Although the oil sands bitumen research focus of the Helmholtz-Alberta initiative has been dropped, other areas of focus, including research on how to better upgrade low-quality lignite coal, will continue.
This is not the first time that the Helmholtz Association has been scrutinized for their work in Alberta’s tar sands operations. In 2012, Germany’s Green Party filed a query with the German government asking why German taxpayers’ money was going into a project that contradicts Germany’s official climate policy agenda. The ambiguous and indirect response from the German government was that the project had just begun and that it was too soon to come to any substantial conclusions.
Canadian tar sands are also playing an important role in another debate. Currently in Brussels, there is a discussion about the proposal from the European Commission on the implementation of the Fuel Quality Directive. The aim of that directive is to reduce greenhouse gas emissions in the transportation sector by 6 percent by 2020, compared to 2010. The Commission's proposal classifies tar sands as much more climate-damaging than conventionally extracted oil. The directive's implementation would promote fuel sources that are less harmful to the environment.
The European Commission made the proposal for the Fuel Quality Directive in 2009 and it still has not been implemented. This is partly due to extensive lobbying by the Canadian government. According to the environmental group Friends of the Earth Europe, there were more than 100 lobbying events with Canadian representatives on this issue in the last two years.

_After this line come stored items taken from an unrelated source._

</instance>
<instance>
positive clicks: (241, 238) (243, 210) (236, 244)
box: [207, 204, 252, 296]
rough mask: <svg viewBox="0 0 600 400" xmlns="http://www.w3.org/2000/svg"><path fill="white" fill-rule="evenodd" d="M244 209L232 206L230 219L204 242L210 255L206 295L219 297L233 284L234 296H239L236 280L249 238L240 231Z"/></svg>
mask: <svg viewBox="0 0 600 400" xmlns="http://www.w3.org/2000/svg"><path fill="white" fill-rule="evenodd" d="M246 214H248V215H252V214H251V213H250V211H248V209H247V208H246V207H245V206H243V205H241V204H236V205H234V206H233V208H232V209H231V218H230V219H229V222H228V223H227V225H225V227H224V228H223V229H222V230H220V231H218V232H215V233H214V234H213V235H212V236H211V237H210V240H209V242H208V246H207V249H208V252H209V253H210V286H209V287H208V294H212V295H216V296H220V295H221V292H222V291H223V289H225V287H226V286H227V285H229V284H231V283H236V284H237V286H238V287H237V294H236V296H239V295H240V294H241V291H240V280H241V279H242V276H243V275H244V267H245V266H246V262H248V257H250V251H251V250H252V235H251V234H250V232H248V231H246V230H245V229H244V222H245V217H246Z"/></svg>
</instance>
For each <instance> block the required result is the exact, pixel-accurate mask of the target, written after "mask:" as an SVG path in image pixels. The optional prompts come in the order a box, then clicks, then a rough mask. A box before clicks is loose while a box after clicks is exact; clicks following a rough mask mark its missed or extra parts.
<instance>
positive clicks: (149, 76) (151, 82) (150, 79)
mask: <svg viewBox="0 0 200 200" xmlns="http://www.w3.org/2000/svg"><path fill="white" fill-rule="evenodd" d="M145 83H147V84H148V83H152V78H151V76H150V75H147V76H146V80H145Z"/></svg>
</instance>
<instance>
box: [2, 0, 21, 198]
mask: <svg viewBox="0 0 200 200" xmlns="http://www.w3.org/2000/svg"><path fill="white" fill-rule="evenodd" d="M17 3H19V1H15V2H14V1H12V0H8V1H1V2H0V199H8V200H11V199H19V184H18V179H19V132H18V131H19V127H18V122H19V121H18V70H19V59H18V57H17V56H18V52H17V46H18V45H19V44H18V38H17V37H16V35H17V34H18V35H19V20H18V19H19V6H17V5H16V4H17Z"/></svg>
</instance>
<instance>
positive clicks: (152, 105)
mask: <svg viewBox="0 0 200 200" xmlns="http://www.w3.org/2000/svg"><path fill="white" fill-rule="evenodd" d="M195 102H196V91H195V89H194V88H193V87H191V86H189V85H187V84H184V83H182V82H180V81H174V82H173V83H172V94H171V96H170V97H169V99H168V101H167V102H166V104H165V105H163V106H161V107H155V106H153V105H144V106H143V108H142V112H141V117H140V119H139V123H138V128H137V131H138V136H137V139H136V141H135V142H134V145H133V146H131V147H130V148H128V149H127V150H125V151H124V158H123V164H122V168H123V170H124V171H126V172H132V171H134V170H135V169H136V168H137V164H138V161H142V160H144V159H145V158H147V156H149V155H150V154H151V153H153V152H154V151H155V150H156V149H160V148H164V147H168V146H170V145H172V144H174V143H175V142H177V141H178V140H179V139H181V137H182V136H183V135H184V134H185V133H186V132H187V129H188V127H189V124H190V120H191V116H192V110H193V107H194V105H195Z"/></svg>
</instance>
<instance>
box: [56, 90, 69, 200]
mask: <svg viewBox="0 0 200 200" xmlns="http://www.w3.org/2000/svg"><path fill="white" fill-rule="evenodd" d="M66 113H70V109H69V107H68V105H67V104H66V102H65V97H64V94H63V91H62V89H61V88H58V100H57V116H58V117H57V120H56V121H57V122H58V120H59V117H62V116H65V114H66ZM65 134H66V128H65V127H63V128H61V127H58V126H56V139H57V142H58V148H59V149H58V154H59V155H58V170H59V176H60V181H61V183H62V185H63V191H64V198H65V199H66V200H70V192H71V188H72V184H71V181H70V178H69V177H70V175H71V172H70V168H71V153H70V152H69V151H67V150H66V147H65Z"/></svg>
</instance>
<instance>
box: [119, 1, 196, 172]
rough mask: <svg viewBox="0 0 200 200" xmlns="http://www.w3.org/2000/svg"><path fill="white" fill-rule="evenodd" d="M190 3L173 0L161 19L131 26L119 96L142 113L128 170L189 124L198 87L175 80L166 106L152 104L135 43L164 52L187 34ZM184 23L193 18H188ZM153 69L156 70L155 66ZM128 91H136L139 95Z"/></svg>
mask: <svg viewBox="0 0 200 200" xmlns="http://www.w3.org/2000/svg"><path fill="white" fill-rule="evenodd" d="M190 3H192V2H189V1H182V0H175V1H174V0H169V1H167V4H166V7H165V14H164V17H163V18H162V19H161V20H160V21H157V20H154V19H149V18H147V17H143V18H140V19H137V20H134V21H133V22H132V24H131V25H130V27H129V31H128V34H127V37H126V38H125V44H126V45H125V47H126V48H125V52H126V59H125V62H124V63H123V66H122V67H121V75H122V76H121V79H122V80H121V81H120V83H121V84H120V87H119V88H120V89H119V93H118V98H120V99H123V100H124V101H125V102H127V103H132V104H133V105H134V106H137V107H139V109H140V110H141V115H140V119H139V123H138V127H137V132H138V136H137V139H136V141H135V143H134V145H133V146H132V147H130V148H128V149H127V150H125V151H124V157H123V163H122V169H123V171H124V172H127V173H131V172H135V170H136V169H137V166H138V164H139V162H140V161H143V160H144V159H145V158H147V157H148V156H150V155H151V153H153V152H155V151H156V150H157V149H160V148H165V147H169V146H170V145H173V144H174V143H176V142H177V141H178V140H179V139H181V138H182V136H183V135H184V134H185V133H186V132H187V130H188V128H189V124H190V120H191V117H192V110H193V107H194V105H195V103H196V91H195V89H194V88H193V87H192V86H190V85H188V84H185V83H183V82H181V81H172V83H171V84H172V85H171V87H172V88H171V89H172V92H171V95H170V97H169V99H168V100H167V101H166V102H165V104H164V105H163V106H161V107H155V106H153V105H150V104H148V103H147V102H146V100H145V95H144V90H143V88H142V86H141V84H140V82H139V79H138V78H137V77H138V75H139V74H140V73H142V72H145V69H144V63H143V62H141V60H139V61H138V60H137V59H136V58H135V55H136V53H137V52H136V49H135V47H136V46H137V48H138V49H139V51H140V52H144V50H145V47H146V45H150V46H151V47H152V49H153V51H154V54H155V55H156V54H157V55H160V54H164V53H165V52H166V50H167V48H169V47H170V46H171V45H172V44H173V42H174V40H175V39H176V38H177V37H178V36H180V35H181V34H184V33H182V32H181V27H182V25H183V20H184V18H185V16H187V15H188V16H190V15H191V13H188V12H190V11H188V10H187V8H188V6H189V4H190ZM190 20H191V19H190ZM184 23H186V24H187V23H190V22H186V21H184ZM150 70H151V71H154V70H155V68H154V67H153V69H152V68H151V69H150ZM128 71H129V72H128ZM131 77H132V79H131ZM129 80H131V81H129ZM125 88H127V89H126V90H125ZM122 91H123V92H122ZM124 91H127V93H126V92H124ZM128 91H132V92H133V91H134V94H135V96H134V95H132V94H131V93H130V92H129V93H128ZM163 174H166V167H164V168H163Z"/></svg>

Like other European Union countries, Germany has struggled to decide on this legislation. By fall 2013 at the latest, the European Environment Ministers will decide on the Fuel Quality Directive. At that time, Europe must send a clear signal against the use of tar sands. I sincerely hope that the European Commission, like the Helmholtz Association, will prioritize long-term environmental and economic preservation over the economic interests of a fossil fuel industry.
The views expressed are those of the author and do not necessarily reflect the views of the publisher.